Menurut Ai, dengan dibentuknya satuan tugas (satgas) pencegahan dan penanganan kekerasan di satuan pendidikan menunjukkan komitmen dan implementasi untuk mengatasi kasus perundungan.
“Satuan tugas PPKSP (pencegahan dan penanganan kekerasan di satuan pendidikan) ini menunjukkan komitmen dan implementasi. Dengan demikian, bukan hanya sebuah langkah-langkah yang diluncurkan dan implementasi atau deklarasi, tetapi harus ada realisasi konkret,” ujar Ai.
Dalam kesempatan terpisah, koordinator Perhimpunan Pendidikan dan Guru (P2G), Satriwan Salim menyebut ada empat poin utama yang bisa dilakukan untuk mencegah kasus bullying di Indonesia. Satriwan menyebut bahwa pembentukan tim pencegahan dan penanganan kekerasan (TPPK) sangat penting untuk dilakukan.
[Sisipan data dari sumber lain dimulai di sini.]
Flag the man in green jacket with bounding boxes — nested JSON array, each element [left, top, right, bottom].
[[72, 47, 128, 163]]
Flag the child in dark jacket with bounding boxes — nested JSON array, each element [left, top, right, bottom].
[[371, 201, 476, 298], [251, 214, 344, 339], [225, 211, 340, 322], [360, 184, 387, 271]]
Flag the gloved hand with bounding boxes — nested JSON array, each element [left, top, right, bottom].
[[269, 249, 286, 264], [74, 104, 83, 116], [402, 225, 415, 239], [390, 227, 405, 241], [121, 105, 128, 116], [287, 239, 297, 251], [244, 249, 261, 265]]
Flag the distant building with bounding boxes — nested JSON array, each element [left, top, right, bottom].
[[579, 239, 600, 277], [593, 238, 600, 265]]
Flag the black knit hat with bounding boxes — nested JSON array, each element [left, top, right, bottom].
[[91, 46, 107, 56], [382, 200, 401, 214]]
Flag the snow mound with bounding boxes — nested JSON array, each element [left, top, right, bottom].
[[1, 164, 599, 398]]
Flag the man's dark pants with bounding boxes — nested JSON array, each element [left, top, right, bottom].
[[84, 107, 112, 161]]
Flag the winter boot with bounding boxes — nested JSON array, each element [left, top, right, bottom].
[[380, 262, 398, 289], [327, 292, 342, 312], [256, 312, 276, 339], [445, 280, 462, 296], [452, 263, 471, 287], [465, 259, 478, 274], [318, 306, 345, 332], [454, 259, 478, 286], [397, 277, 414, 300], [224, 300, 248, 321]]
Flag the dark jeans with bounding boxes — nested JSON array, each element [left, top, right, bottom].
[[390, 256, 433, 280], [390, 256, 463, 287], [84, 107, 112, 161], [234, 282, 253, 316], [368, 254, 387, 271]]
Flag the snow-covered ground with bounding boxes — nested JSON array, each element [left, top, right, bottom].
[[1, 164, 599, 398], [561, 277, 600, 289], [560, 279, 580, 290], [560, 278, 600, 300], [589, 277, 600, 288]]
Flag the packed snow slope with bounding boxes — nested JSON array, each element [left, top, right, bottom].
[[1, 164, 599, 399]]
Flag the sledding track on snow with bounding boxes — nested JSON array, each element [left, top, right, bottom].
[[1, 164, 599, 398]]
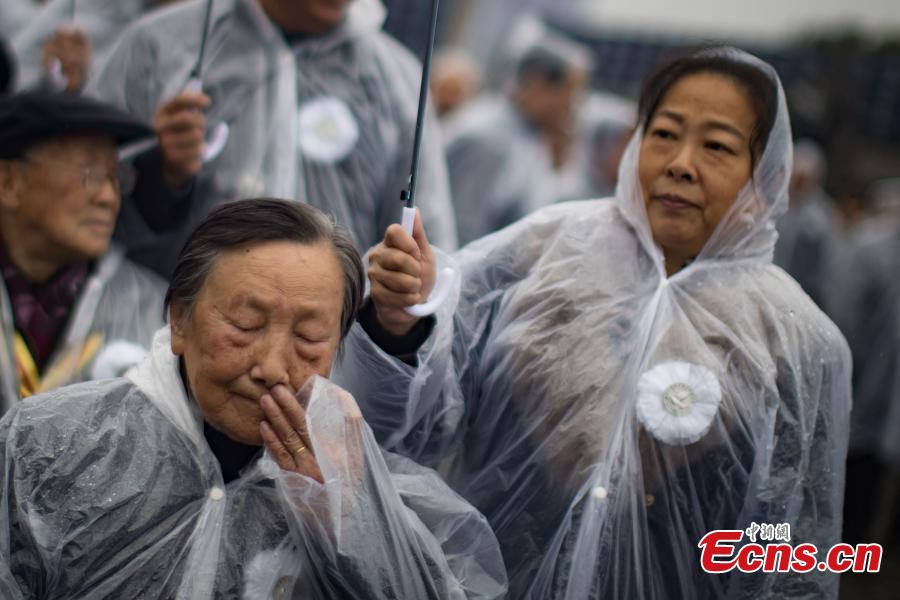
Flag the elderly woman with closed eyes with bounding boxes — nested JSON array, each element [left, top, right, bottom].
[[346, 47, 852, 598], [0, 198, 506, 599]]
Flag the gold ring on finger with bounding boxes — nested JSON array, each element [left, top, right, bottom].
[[294, 445, 307, 456]]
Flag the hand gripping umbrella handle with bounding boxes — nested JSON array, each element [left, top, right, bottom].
[[47, 57, 68, 91], [46, 16, 78, 91], [117, 78, 229, 163], [401, 207, 454, 317], [184, 77, 229, 162]]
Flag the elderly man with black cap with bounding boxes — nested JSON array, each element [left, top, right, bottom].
[[0, 92, 166, 412]]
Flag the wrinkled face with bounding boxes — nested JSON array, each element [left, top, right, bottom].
[[0, 135, 120, 262], [170, 240, 345, 445], [639, 72, 756, 264], [259, 0, 351, 33]]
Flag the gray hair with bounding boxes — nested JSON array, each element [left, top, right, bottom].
[[164, 198, 364, 341]]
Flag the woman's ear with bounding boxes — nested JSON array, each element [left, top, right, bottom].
[[169, 304, 188, 356], [0, 161, 24, 210]]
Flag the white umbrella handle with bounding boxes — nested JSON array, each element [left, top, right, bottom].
[[400, 206, 454, 317], [47, 57, 68, 91], [119, 78, 230, 163], [184, 77, 229, 162], [45, 21, 80, 91]]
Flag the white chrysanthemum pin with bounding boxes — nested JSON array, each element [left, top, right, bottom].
[[297, 96, 360, 163], [242, 548, 299, 600], [635, 361, 722, 445], [91, 340, 148, 380]]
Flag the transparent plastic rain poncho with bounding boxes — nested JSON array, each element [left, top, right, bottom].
[[11, 0, 151, 91], [0, 328, 507, 598], [88, 0, 456, 274], [443, 96, 558, 246], [0, 247, 165, 414], [338, 49, 852, 598]]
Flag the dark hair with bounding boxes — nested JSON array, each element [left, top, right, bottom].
[[637, 48, 778, 164], [165, 198, 364, 340], [517, 46, 570, 85], [515, 37, 591, 86]]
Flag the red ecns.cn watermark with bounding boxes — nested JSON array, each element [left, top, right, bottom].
[[698, 523, 882, 574]]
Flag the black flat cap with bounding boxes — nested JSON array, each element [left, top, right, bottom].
[[0, 91, 153, 160]]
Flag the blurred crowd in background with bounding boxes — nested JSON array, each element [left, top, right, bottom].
[[1, 1, 899, 597]]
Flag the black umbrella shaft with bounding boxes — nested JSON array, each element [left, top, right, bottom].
[[402, 0, 441, 208], [193, 0, 215, 79]]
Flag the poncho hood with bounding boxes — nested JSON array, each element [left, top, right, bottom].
[[615, 47, 793, 274]]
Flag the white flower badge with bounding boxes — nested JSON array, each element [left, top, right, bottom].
[[635, 361, 722, 445], [90, 340, 148, 380], [242, 548, 300, 600], [297, 96, 360, 164]]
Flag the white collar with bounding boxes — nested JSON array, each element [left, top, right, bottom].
[[126, 327, 205, 446]]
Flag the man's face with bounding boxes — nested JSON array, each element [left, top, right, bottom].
[[517, 68, 586, 132], [170, 240, 345, 445], [258, 0, 352, 34], [0, 135, 121, 264]]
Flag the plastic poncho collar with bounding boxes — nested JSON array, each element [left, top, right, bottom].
[[338, 48, 851, 598], [0, 327, 507, 598]]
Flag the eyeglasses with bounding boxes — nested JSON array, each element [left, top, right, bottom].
[[23, 156, 137, 197]]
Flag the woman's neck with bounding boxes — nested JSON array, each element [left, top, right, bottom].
[[664, 253, 689, 277], [0, 220, 64, 284]]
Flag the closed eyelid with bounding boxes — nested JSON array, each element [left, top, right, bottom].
[[223, 294, 269, 315], [294, 329, 330, 343], [227, 321, 262, 334], [218, 306, 264, 327]]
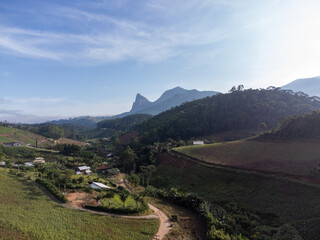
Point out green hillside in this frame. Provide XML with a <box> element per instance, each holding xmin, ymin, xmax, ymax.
<box><xmin>260</xmin><ymin>110</ymin><xmax>320</xmax><ymax>140</ymax></box>
<box><xmin>0</xmin><ymin>169</ymin><xmax>158</xmax><ymax>240</ymax></box>
<box><xmin>152</xmin><ymin>153</ymin><xmax>320</xmax><ymax>240</ymax></box>
<box><xmin>0</xmin><ymin>126</ymin><xmax>53</xmax><ymax>147</ymax></box>
<box><xmin>139</xmin><ymin>88</ymin><xmax>320</xmax><ymax>143</ymax></box>
<box><xmin>174</xmin><ymin>139</ymin><xmax>320</xmax><ymax>182</ymax></box>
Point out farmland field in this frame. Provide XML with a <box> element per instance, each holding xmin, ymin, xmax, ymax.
<box><xmin>0</xmin><ymin>126</ymin><xmax>53</xmax><ymax>147</ymax></box>
<box><xmin>151</xmin><ymin>152</ymin><xmax>320</xmax><ymax>240</ymax></box>
<box><xmin>0</xmin><ymin>169</ymin><xmax>158</xmax><ymax>240</ymax></box>
<box><xmin>174</xmin><ymin>139</ymin><xmax>320</xmax><ymax>182</ymax></box>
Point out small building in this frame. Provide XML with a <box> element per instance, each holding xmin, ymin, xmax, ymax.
<box><xmin>3</xmin><ymin>142</ymin><xmax>21</xmax><ymax>147</ymax></box>
<box><xmin>193</xmin><ymin>141</ymin><xmax>204</xmax><ymax>145</ymax></box>
<box><xmin>25</xmin><ymin>162</ymin><xmax>34</xmax><ymax>167</ymax></box>
<box><xmin>0</xmin><ymin>161</ymin><xmax>5</xmax><ymax>167</ymax></box>
<box><xmin>33</xmin><ymin>157</ymin><xmax>45</xmax><ymax>164</ymax></box>
<box><xmin>106</xmin><ymin>153</ymin><xmax>113</xmax><ymax>158</ymax></box>
<box><xmin>96</xmin><ymin>165</ymin><xmax>112</xmax><ymax>174</ymax></box>
<box><xmin>76</xmin><ymin>166</ymin><xmax>91</xmax><ymax>175</ymax></box>
<box><xmin>90</xmin><ymin>182</ymin><xmax>110</xmax><ymax>190</ymax></box>
<box><xmin>13</xmin><ymin>164</ymin><xmax>20</xmax><ymax>169</ymax></box>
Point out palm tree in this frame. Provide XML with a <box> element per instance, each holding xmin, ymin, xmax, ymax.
<box><xmin>119</xmin><ymin>191</ymin><xmax>129</xmax><ymax>210</ymax></box>
<box><xmin>104</xmin><ymin>191</ymin><xmax>115</xmax><ymax>208</ymax></box>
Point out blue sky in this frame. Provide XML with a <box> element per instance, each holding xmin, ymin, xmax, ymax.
<box><xmin>1</xmin><ymin>0</ymin><xmax>320</xmax><ymax>123</ymax></box>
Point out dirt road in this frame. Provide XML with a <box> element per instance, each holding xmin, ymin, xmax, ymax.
<box><xmin>119</xmin><ymin>177</ymin><xmax>173</xmax><ymax>240</ymax></box>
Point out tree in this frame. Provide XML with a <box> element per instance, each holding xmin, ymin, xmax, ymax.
<box><xmin>120</xmin><ymin>146</ymin><xmax>137</xmax><ymax>173</ymax></box>
<box><xmin>140</xmin><ymin>165</ymin><xmax>157</xmax><ymax>186</ymax></box>
<box><xmin>237</xmin><ymin>85</ymin><xmax>245</xmax><ymax>91</ymax></box>
<box><xmin>228</xmin><ymin>86</ymin><xmax>236</xmax><ymax>93</ymax></box>
<box><xmin>132</xmin><ymin>194</ymin><xmax>142</xmax><ymax>210</ymax></box>
<box><xmin>128</xmin><ymin>172</ymin><xmax>140</xmax><ymax>187</ymax></box>
<box><xmin>119</xmin><ymin>191</ymin><xmax>129</xmax><ymax>209</ymax></box>
<box><xmin>78</xmin><ymin>176</ymin><xmax>84</xmax><ymax>184</ymax></box>
<box><xmin>104</xmin><ymin>191</ymin><xmax>115</xmax><ymax>207</ymax></box>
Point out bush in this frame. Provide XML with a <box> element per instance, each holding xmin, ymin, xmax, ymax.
<box><xmin>85</xmin><ymin>198</ymin><xmax>148</xmax><ymax>215</ymax></box>
<box><xmin>36</xmin><ymin>178</ymin><xmax>67</xmax><ymax>203</ymax></box>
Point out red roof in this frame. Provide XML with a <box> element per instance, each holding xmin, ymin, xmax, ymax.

“Yang paling pokok adalah saya rasa guru-guru, warga sekolah, dan orang tua murid harus memahami ada Permendikbud ini. Yang mana Permendikbud tahun 2023 ini mewajibkan sekolah memiliki TPPK, ini saya pikir absolut ya,” kata Satriwan, Senin (2/10/2023).
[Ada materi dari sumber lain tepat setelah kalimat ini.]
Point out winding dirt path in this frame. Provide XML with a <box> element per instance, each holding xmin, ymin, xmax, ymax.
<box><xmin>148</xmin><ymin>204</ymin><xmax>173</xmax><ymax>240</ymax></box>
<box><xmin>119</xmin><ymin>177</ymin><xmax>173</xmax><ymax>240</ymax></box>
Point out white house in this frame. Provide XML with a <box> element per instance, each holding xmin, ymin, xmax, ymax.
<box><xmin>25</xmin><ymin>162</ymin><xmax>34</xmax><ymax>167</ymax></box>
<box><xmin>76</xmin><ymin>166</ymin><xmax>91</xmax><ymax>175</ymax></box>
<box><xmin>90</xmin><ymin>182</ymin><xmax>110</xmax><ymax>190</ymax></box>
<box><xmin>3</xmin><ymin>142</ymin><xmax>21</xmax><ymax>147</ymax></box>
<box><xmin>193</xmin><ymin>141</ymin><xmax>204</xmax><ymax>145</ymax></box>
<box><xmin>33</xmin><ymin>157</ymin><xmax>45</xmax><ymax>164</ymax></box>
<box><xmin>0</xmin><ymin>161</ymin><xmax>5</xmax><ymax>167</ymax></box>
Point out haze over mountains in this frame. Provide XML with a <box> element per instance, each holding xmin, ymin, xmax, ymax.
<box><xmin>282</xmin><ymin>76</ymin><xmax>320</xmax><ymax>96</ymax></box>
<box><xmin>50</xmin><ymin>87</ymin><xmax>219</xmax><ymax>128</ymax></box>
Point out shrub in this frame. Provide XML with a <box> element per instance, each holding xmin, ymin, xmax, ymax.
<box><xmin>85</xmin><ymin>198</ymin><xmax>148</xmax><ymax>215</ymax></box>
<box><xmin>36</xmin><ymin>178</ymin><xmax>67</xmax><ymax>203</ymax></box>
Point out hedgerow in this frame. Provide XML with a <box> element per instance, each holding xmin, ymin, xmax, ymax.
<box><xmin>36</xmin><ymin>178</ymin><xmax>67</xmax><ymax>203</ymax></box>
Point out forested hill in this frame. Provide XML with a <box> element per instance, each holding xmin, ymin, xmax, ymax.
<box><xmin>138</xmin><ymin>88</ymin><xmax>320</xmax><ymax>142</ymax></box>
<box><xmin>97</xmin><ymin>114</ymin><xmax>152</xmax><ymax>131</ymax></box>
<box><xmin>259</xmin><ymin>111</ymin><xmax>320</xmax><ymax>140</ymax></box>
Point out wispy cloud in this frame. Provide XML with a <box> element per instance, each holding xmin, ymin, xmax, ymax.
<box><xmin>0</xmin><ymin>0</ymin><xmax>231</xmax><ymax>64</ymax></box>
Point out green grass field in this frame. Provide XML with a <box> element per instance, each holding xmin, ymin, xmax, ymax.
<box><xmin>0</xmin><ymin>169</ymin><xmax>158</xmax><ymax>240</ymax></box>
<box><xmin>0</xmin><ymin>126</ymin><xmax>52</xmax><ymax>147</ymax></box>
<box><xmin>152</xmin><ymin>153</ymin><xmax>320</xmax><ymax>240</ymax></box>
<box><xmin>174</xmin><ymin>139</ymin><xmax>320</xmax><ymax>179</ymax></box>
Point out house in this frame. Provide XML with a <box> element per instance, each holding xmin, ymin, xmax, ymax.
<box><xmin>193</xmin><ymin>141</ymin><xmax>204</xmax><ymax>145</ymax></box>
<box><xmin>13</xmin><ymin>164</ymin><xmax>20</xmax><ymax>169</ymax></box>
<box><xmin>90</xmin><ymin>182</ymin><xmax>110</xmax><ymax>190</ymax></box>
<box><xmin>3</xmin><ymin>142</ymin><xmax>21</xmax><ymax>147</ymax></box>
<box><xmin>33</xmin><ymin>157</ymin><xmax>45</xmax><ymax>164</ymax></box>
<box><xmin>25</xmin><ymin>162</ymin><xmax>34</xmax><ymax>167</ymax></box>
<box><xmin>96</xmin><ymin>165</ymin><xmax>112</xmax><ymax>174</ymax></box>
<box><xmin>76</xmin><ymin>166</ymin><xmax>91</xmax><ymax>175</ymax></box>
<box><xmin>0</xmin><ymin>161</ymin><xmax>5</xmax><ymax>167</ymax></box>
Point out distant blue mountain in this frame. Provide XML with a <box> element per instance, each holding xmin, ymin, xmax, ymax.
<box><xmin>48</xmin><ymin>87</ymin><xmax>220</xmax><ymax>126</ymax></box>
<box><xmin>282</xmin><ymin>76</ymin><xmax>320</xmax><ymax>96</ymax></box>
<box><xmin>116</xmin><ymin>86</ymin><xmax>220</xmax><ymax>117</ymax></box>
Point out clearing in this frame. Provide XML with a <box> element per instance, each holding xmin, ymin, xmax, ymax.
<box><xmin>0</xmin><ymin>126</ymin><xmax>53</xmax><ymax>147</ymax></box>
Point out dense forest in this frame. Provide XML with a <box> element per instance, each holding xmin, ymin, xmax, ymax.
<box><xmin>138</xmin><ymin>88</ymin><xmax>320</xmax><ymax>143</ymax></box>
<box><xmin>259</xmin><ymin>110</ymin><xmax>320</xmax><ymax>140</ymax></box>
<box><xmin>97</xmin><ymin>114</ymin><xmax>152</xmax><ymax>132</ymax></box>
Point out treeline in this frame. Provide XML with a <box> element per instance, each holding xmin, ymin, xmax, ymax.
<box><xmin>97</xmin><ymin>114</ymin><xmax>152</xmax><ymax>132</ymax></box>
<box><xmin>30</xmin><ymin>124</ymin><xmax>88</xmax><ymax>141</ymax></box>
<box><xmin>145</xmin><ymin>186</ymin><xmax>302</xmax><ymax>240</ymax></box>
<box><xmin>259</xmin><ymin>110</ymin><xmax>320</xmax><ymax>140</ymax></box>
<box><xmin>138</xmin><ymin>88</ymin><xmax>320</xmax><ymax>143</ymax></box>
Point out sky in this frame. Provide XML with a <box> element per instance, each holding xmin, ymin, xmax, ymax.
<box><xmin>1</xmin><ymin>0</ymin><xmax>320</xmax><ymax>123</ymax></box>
Menurut Satriwan, evaluasi juga diperlukan untuk sekolah madrasah yang belakang juga diketahui adanya tindak perundungan. Ia menyebut banyak sekolah yang masih belum membentuk TPPK, hal ini seharusnya menjadi tanda bahaya.
"Sayangnya kan TPPK ini belum terbentuk di sekolah-sekolah kita. Bahkan di madrasah, beberapa kekerasan kan itu kemarin terjadi di madrasah. Justru sayangnya di madrasah itu mereka juga belum memiliki Permendikbudristek serupa,” jelas Satriwan.
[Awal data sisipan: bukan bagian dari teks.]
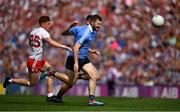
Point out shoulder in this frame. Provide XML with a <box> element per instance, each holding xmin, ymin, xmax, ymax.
<box><xmin>31</xmin><ymin>27</ymin><xmax>50</xmax><ymax>38</ymax></box>
<box><xmin>69</xmin><ymin>26</ymin><xmax>81</xmax><ymax>35</ymax></box>
<box><xmin>39</xmin><ymin>27</ymin><xmax>49</xmax><ymax>34</ymax></box>
<box><xmin>31</xmin><ymin>27</ymin><xmax>48</xmax><ymax>34</ymax></box>
<box><xmin>79</xmin><ymin>25</ymin><xmax>90</xmax><ymax>32</ymax></box>
<box><xmin>82</xmin><ymin>25</ymin><xmax>89</xmax><ymax>29</ymax></box>
<box><xmin>70</xmin><ymin>26</ymin><xmax>81</xmax><ymax>30</ymax></box>
<box><xmin>31</xmin><ymin>28</ymin><xmax>38</xmax><ymax>34</ymax></box>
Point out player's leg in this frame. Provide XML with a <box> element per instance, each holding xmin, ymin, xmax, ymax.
<box><xmin>43</xmin><ymin>63</ymin><xmax>72</xmax><ymax>86</ymax></box>
<box><xmin>82</xmin><ymin>63</ymin><xmax>99</xmax><ymax>96</ymax></box>
<box><xmin>3</xmin><ymin>58</ymin><xmax>48</xmax><ymax>88</ymax></box>
<box><xmin>14</xmin><ymin>72</ymin><xmax>37</xmax><ymax>86</ymax></box>
<box><xmin>56</xmin><ymin>69</ymin><xmax>74</xmax><ymax>101</ymax></box>
<box><xmin>46</xmin><ymin>76</ymin><xmax>62</xmax><ymax>103</ymax></box>
<box><xmin>56</xmin><ymin>56</ymin><xmax>78</xmax><ymax>100</ymax></box>
<box><xmin>3</xmin><ymin>71</ymin><xmax>38</xmax><ymax>88</ymax></box>
<box><xmin>52</xmin><ymin>72</ymin><xmax>73</xmax><ymax>85</ymax></box>
<box><xmin>39</xmin><ymin>69</ymin><xmax>90</xmax><ymax>81</ymax></box>
<box><xmin>82</xmin><ymin>63</ymin><xmax>104</xmax><ymax>106</ymax></box>
<box><xmin>56</xmin><ymin>55</ymin><xmax>77</xmax><ymax>100</ymax></box>
<box><xmin>40</xmin><ymin>62</ymin><xmax>60</xmax><ymax>103</ymax></box>
<box><xmin>41</xmin><ymin>62</ymin><xmax>72</xmax><ymax>103</ymax></box>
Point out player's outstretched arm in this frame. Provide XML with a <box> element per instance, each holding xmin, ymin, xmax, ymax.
<box><xmin>61</xmin><ymin>21</ymin><xmax>79</xmax><ymax>36</ymax></box>
<box><xmin>44</xmin><ymin>37</ymin><xmax>72</xmax><ymax>52</ymax></box>
<box><xmin>73</xmin><ymin>43</ymin><xmax>81</xmax><ymax>83</ymax></box>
“Jadi kita juga berharap dari Kementerian Agama mengeluarkan regulasi yang serupa atau setidaknya mengadopsi skema pencegahan kekerasan di sekolah, seperti yang dilakukan oleh Kemendikbudristek untuk sekolah-sekolah, karena di madrasah juga saya rasa penting karena kekerasan di madrasah juga tidak sedikit jumlahnya gitu,” ujarnya.
Selanjutnya, Satriwan mengatakan bahwa diperlukan adanya edukasi hukum untuk pelajar.
“Edukasi hukum bukan untuk menakut-nakuti anak, tetapi bahwa anak harus diberikan pendidikan hukum ketika dia melakukan tindakan kekerasan, ini bisa dikenakan hukum pidana,” jelasnya.
Dari posisi pelajar, Satriwan juga berharap agar siswa yang mengalami perundungan tidak takut untuk bersuara.
“Jika ada indikasi kekerasan ataupun bentuk kekerasan terhadap dirinya atau temannya itu, anak hendaknya mengadu kepada orang tua atau kepada wali kelas atau kepada tim pencegahan dan penanganan kekerasan,” jelas Satriwan.
Yang terakhir, Satriwan menyebut bahwa diperlukan adanya pembatasan terhadap akses media sosial pada waktu pembelajaran. Mengingat belakangan kasus perundungan juga terjadi saat kegiatan belajar mengajar.